The “Synthesis Report” builds on three reports released by the Intergovernmental Panel on Climate Change (IPCC) throughout 2013-2014. The IPCC is a senior UN panel made up of thousands of scientists, and this report marks its fifth assessment since 1990 of the state of climate science and knowledge.
“The report says that current levels of climate action put us on track for as much as 7.8°C of warming by 2100 – that is an unimaginable disaster. Political decision makers and polluters must take urgent action to drastically cut fossil fuel use, and clean up the mess we have created,” said Susann Scherbarth, climate campaigner at Friends of the Earth Europe.
Last month, the EU announced its new climate targets for 2030. A 40% emissions reduction target to be broken down into 28 nationally binding targets will work alongside targets of 27% for renewables and energy efficiency. The renewables target will be binding at the EU level, and there is no clarity how it will be implemented. The energy savings target is only indicative.
Friends of the Earth Europe described them at the time as “far below what is necessary“, and the new IPCC report reaffirms this with its findings that greenhouse gas emissions can no longer merely be reduced, but instead must be totally phased out. New targets that are merely extensions of existing policies are a continuation of the status quo, and a long way away from the radical shift in energy production that is needed.
The report itself calls for such fundamental changes in energy systems in order to stabilise the concentration of climate-change causing emissions at low levels – meaning leaving polluting fossil fuels in the ground, ramping up energy efficiency targets, and putting clean, citizen-run energy systems at the forefront of energy production.
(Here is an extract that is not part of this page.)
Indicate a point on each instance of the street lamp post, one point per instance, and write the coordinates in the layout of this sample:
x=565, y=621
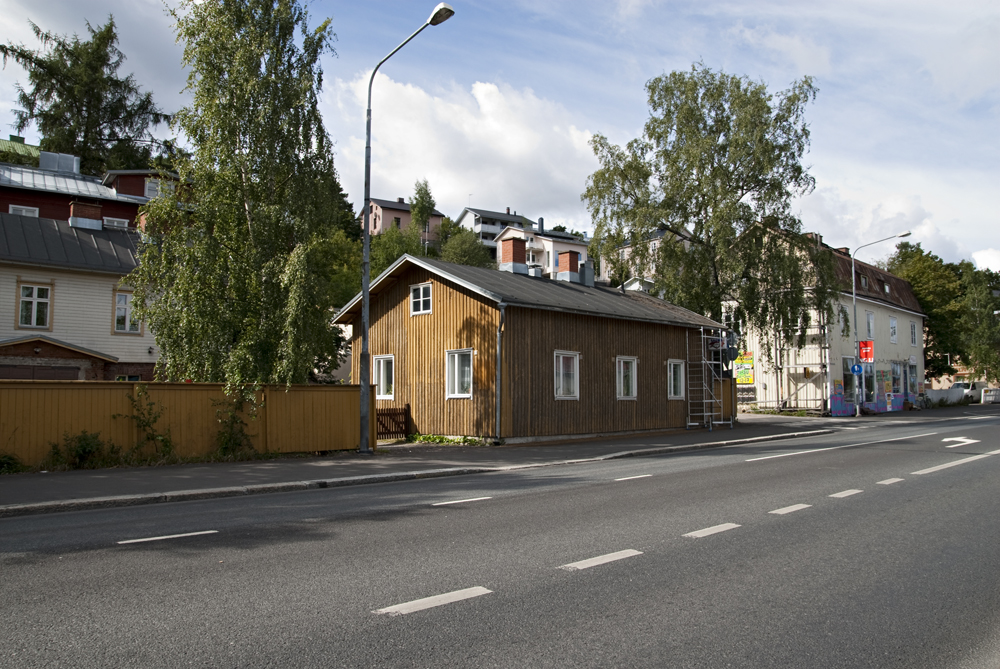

“The IPCC report tells us that we already have the solutions – they do not lie with short-termist dashes for dangerous, unconventional and polluting fossil fuels like shale gas. Instead, citizens must be given real power to control and run their own, renewable energy supplies. Support needs to be provided at the European and national levels to massively increase the scale of these projects, which will provide a number of societal benefits including clean energy jobs and improved public health” continued Susann Scherbarth.
At the international level, the transfer of resources and technology in the order of hundreds of billions of dollars a year will be necessary to make this transformation happen. This is known as the ‘climate debt’ of the global North to the global South.
To effectively meet this global responsibility, Friends of the Earth Europe believes three strong binding targets is the only option. Emissions must be reduced by at least 60% by 2030 to deliver the EU’s fair share of action and be in line with the latest science, and there must be binding targets to reduce energy use by 50% and increase the share of energy produced by renewables to 45%.